Toplumsal korkaklığın, mıymıntılığın, homurdanmanın, miskinliğin, sinikliğin karşısında bize düşen de bu…

Senelerce topluma “Türkiye olmazsa Rum seni hap gibi yutar, sinek gibi avlar” diyen Denktaş ve oğullarının başarısıdır bu…

Hiçlik!

Ahali kendini sinek ve hap zannediyor…

En keskin muhalifin “karar anı” geldiğinde bir paracetemol kadar hükmü yok!

Astığı astık kestiği kestik sendikacılar rafa kalktı, büyük laflar yutuldu, Ankara’nın sendikalara karşı başlattığı saldırı görmezden gelindi…

Parti askerleri “Dur bakalım hoca ne deycek?” diye mensubu olduğu tarikatın kapısında bekliyor…

Ankara’nın içimizdeki bindirilmiş kıtaları olan illegal yerleşik nüfusa “emekçi göçmenler” diyenler ise “KKTC demokrasisi” analizi yapıyor daha…

Biz de işte bu mezar taşını yazıyoruz…

Bu hiçliği!

Bu hiçliğin birinci nedeni senelerdir sürdürülen sistematik sömürgecilik. Kurumları ve üretim olanakları imha edilen toplum bir hiç olduğuna ikna oldu…

Denktaş ve oğullarında vücut bulan, Mehmet Ali Talat’la birlikte CTP’nin devraldığı “Türkiye’siz bir hiçiz” siyaseti…

Bu hiçliğin ikinci nedeni ise örgütsüzlüktür!

Diyeceksiniz ki örgütten çok ne var bu toplumda?

Kendi adıma sorayım: Bir devrimci Marksist olarak senelerdir neden eleştiririm sendika bürokrasisini? Sendikalarda yaratılan kemikleşmiş anti-demokratik yapıyı neden eleştirdim bunca zaman? Neden Kıbrıs sorunu temelli “bildiri sendikacılığı”nı eleştirip durdum? Neden eleştirdiğim sendika bürokrasisine rağmen “sendika düşmanlığı”na karşı çıktım ve sendikaları herşeye rağmen savundum? Neden demokratik, üyelerin denetlediği ve yönettiği, sınıf sendikası der sosyalistler?

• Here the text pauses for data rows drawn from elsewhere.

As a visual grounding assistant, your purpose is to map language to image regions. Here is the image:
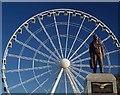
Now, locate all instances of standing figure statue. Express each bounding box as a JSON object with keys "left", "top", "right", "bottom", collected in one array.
[{"left": 89, "top": 34, "right": 105, "bottom": 73}]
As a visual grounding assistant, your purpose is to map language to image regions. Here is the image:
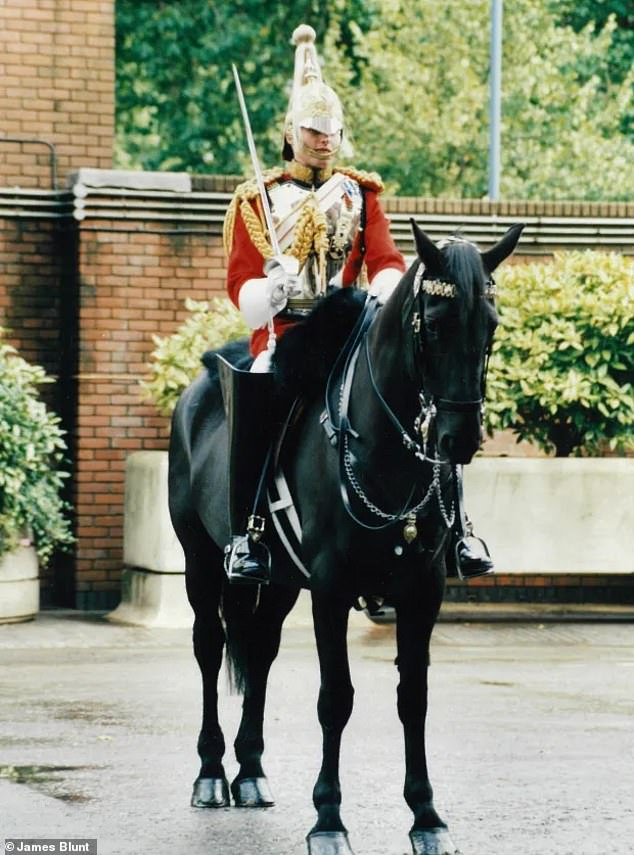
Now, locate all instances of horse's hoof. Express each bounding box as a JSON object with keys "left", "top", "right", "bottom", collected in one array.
[
  {"left": 409, "top": 828, "right": 460, "bottom": 855},
  {"left": 231, "top": 778, "right": 275, "bottom": 807},
  {"left": 191, "top": 778, "right": 231, "bottom": 807},
  {"left": 306, "top": 831, "right": 354, "bottom": 855}
]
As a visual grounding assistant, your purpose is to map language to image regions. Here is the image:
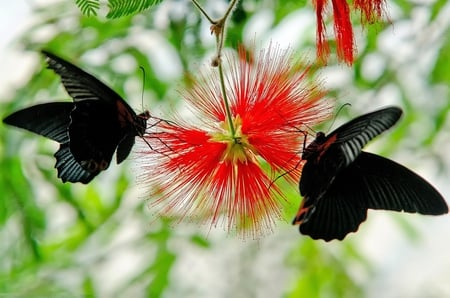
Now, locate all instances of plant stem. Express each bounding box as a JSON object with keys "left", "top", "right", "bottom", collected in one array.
[
  {"left": 218, "top": 63, "right": 236, "bottom": 139},
  {"left": 192, "top": 0, "right": 217, "bottom": 25},
  {"left": 192, "top": 0, "right": 239, "bottom": 139}
]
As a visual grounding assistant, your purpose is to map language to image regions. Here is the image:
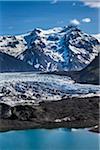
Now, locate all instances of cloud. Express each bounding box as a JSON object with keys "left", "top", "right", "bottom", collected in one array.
[
  {"left": 82, "top": 18, "right": 91, "bottom": 23},
  {"left": 51, "top": 0, "right": 58, "bottom": 4},
  {"left": 81, "top": 0, "right": 100, "bottom": 8},
  {"left": 70, "top": 19, "right": 80, "bottom": 25},
  {"left": 57, "top": 20, "right": 64, "bottom": 24}
]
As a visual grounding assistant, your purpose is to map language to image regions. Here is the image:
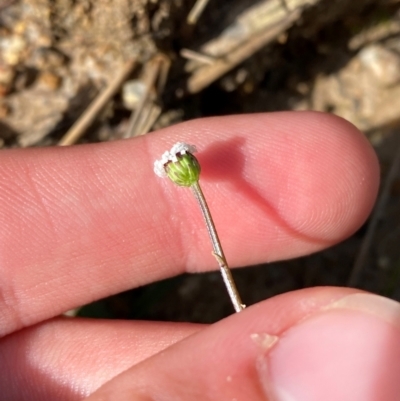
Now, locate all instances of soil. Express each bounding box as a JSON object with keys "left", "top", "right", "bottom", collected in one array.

İşte bugün için savundum bunları: Hayat memat meselesi olan kritik “karar anı” geldiğinde “birleşik cephe” kuracak sendikalar varolsun diye…

İfade özgürlüğü ve sendika madalyonun iyi yüzüdür. Bu ikisini “ama” ve “fakat” diyerek savunamayanlar hiçbir şeyi savunamaz!

Özgür bir topluma zıplayarak varamazsınız. Araçlara ihtiyacınız vardır. Bunlar da en başta sendikalardır…

İşte böyle anti-demokratik, bürokratik ve taşlaşmış sendika yönetimleri faşist saldırı olduğu vakit kilitlenir kalır! Tabanla bağı yok, tabanın sendika yönetiminde söz hakkı yok, bürokrasinin yapılan eleştirilere tahammülü yok; “karar anı” geldiğinde de taş kesmiş sendika kımıldayamaz!

Bu saydıklarım bir günde olmadı: 30 senenin ürünüdür!

Bir sendikada bile kuramadığınız demokrasiyi ülkede kurabileceğinizi mi zannediyordunuz?

Bu kadar basit işte: Faşistler saldırdığında bir mevziimiz olsun diye savundum bunca zaman sendikaları. Şimdi onlar kendilerini savunmaktan aciz…

İlk düğme yanlış iliklenince her gömlek deligömleği olur, eliniz kolunuz bağlanır…

Bu toplumun “hiçliği”nin nedeni olan örgütsüzlüğün ikinci ayağı ise 1990’dan beridir AB ve ABD’den dağıtılan milyonlarca dolar ve euro ile yaratılan besleme-asalak Sivil Toplum Örgütleri’dir.

Toplumun asalak kesimlerinin “yolunu bulması”nı sağlayan bu foncu STÖ piyasası gerçek örgütlülüğü ortadan kaldırdı. Örgütlülüğün “insan hammaddesi”ni yok etti…

AB-ABD fonları ile liberal ideoloji kanseri vücudu esir aldı!

Topluma karşı TC-AB-ABD sömürgeciliğinin farklı kollardan sürdürdüğü faaliyetlerle “hiç” olduğu öğretildi.

Toplum örgütsüz, “silahsız” bırakıldı!

Bütün mesele bundan ibaret. Mezar taşında bunlar yazıyor…

Dirilmek isteyen önce bunlarla hesaplaşsın!